米メディア「星野源コラボ動画では支持率は伸びない!」
一方、安倍首相の「お友達」である米トランプ大統領の支持率は、一時は伸びたものの、記者会見で乱発される問題発言の影響もあって、最近は「伸び悩み傾向」に。それでも、根強い「岩盤支持層」のおかげで「平行線」を保っているところが、安倍首相との違いでしょうか。
各国リーダーと比べて、安倍首相の支持率が低下している原因はどこにあるのでしょうか?
先日、星野源さんの「うちで踊ろう」動画に重ねて安倍首相が投稿した「stay at home動画」が非難を浴びるなか、菅官房長官が「過去最高の35万を超える『いいね』をいただいている」と発言して火消しを図りましたが、米ブルームバーグは、次のようにバッサリと切り捨てました。
The video is the latest misstep in Abe's start-stop campaign against the virus.
(動画は、安倍首相の「場当たり的」なコロナ対策の、「最新版の失策」だ)
misstep:失策
「start-stop」は、文字どおり「スタート」と「停止」を繰り返すこと。
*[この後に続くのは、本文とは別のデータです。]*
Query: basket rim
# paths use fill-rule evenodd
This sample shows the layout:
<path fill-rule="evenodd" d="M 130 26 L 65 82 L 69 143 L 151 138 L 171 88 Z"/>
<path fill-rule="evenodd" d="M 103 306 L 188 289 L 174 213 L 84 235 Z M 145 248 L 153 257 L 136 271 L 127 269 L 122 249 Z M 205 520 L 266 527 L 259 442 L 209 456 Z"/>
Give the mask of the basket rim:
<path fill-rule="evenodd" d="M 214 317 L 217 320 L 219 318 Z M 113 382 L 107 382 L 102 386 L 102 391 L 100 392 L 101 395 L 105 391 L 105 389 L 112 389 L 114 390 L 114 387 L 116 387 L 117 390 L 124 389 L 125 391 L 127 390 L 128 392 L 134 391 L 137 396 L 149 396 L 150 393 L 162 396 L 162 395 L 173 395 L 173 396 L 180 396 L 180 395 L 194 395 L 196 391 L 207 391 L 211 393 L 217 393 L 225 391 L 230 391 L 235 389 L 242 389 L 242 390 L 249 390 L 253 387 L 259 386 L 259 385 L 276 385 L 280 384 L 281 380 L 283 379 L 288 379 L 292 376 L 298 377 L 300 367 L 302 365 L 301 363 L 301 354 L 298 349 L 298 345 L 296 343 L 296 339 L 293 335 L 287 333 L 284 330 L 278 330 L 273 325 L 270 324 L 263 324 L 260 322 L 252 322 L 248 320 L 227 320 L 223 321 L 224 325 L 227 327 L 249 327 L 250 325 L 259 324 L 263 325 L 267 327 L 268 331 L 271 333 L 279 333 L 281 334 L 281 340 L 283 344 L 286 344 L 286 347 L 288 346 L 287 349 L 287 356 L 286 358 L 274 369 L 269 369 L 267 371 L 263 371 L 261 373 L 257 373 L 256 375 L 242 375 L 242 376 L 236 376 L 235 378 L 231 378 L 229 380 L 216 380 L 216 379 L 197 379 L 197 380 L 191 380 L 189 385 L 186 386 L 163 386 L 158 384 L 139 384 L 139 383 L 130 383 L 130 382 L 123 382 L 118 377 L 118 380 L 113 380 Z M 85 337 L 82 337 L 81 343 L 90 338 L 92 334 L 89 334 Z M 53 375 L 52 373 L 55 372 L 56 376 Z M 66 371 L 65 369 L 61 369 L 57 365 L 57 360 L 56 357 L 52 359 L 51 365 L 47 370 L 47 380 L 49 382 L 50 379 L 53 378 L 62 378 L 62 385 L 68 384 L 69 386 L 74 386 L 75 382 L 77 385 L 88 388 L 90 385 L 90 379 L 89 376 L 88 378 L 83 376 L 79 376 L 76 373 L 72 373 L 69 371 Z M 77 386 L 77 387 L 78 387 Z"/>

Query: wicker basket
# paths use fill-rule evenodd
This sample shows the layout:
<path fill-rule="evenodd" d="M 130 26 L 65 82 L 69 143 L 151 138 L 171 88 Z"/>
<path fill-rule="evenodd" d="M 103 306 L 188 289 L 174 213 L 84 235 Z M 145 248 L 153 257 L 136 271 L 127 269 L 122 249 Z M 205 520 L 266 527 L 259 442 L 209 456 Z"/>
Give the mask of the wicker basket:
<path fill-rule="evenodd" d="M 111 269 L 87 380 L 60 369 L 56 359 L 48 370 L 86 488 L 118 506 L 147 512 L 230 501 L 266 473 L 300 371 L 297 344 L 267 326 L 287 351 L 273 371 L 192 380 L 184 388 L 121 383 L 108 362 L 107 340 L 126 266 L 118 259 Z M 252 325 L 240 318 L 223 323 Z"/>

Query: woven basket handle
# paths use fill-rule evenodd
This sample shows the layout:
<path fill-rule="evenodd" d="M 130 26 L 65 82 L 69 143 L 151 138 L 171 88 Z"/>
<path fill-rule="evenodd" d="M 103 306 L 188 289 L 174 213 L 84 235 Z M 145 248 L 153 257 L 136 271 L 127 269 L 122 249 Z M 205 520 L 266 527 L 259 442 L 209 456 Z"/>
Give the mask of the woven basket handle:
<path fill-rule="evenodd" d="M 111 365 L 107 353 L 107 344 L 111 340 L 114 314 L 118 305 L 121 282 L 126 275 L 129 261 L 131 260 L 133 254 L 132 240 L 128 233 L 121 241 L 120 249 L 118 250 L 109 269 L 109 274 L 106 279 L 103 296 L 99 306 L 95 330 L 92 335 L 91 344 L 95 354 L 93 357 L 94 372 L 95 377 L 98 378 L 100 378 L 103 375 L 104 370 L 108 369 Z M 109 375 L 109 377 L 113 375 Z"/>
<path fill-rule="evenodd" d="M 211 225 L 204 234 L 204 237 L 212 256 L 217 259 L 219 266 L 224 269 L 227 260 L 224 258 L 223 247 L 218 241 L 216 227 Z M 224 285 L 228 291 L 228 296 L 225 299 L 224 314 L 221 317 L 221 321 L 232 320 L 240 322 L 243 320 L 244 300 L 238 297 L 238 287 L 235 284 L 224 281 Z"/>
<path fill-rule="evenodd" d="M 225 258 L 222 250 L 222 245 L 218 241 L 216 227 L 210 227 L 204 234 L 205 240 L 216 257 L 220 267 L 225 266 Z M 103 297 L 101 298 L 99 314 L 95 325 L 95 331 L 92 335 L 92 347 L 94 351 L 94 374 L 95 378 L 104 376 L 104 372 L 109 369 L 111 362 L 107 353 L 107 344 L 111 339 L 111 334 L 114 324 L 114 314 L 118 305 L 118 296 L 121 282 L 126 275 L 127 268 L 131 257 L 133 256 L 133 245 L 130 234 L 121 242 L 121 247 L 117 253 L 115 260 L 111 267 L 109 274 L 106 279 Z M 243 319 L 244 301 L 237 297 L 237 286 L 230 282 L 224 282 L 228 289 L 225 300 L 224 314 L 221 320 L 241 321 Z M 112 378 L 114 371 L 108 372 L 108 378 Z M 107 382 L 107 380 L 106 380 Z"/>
この場合は「実施しては止める」つまり「場当たり的な政策」、という意味でしょうか。
ブルームバーグは記事のなかで、布マスクを全世帯に配布すると突然発表して「met with derision 」(物笑いのタネになった)ことも紹介。安倍首相がコロナ対策で「失策」続きであることを強調しています。
おもしろいのは、安倍首相の「動画騒動」を、「賛否両論」や「共感の声も寄せられている」といった「バランス」を取って報じる日本メディアと異なり、海外メディアには好意的なトーンがまったく感じられないことです。海外の目には、安倍政権のコロナ対策がそれほど「異質」に映っているのだと思います。
ブルームバーグは、安倍首相の「数々の失策」と「支持率の低下」に触れたあと、「韓国の文在寅大統領の支持率は56%に急騰している。積極的なコロナ対策が国際的な称賛を得ているだけではなく国内での支持率増にもつながった」と論じていました。
新型コロナウイルスの襲来は、皮肉なことに各国首相の「力量」を浮き彫りにしてしまいました。単なる「人気取り」や「場当たり的な施策」で上がるものではない......。安倍政権が「生命線」とする「支持率の本質」が、コロナ禍で浮き彫りになってきたと言えるでしょう。
◆ 新型コロナウイルス注目ワードVol.8 「stay at home 」(家に居よう)
新型コロナウイルスの感染拡大に伴って、各国でスローガンとして広がったのが「stay at home」でした。「家に居よう!」という意味で、「外出を自粛しよう」という呼びかけに使われています。シンプルな表現が功を奏して、世界中に広がっています。
Stay at home(家に居よう)
Japan issues stay-at-home order for residents
(日本政府が外出自粛令を出した)
外出自粛をすることでウイルスの蔓延を防ぎ、結果として医療従事者や多くの人たちの命を救うとされています。次のメッセージが、日本でも広く浸透することを願います。